Ich muss leider sagen, dass ich mit dem Pondovac 4 nicht wirklich die zufrieden bin!
Die Saugleistung ist nicht sonderlich stark und lässt zudem auch noch schnell stark nach.
Ich habe mich schnell nach einer alternative umgesehen und beschlossen, ein wenig mehr Geld für ein besseres Gerät zu investieren, das mich dann aber vollends zufrieden stellt und das reinigen einfacher rmacht. Und schließlich habe ich mich für den Fango 2000 entschieden.
Ist ein super Gerät und der Preis ist völlig gerechtfertigt weil neben dem Sauger auch eine lange Teleskopstange enthalten ist.
Kann das Gerät jedem empfehlen der ab und zu seinen Teich selbst von Algen und Blättern und anderem Schmutz befreien will.
Mein Teich dankt es mir 
Zusätzlich habe ich mir auch noch die Biber Bürste 22 gekauft für die Algenreinigung an der Teichwand. Sie saugt und dreht sich gleichzeitig wie eine elektrische Zahnbürste.
Mehr muss ich glaub nicht sagen


----------



## trampelkraut (23. März 2017)

Der Fango 2000 dürfte baugleich mit dem Sanisee 1 von NG sein.


----------



## marcus18488 (24. März 2017)

Da hab ich doch ne Frage zu deinem Sauger: wielange kann man mit dem saugen, bis er eventuell zu warm, zu heiß wird und dann anschaltet.
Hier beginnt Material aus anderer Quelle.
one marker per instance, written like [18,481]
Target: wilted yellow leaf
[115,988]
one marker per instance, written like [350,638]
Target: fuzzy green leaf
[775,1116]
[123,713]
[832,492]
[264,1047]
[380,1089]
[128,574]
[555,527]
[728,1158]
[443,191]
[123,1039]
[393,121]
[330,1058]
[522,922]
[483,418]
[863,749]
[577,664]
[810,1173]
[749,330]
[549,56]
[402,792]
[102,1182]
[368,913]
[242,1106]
Bei pondovac ist das ein kleines Problem wenn zu lange gesaugt wird. Dann wird er heiß und man sollte eine Pause einlegen.


----------



## Petta (24. März 2017)

marcus18488 schrieb:


> Bei pondovac ist das ein kleines Problem wenn zu lange gesaugt wird. Dann wird er heiß und man sollte eine Pause einlegen.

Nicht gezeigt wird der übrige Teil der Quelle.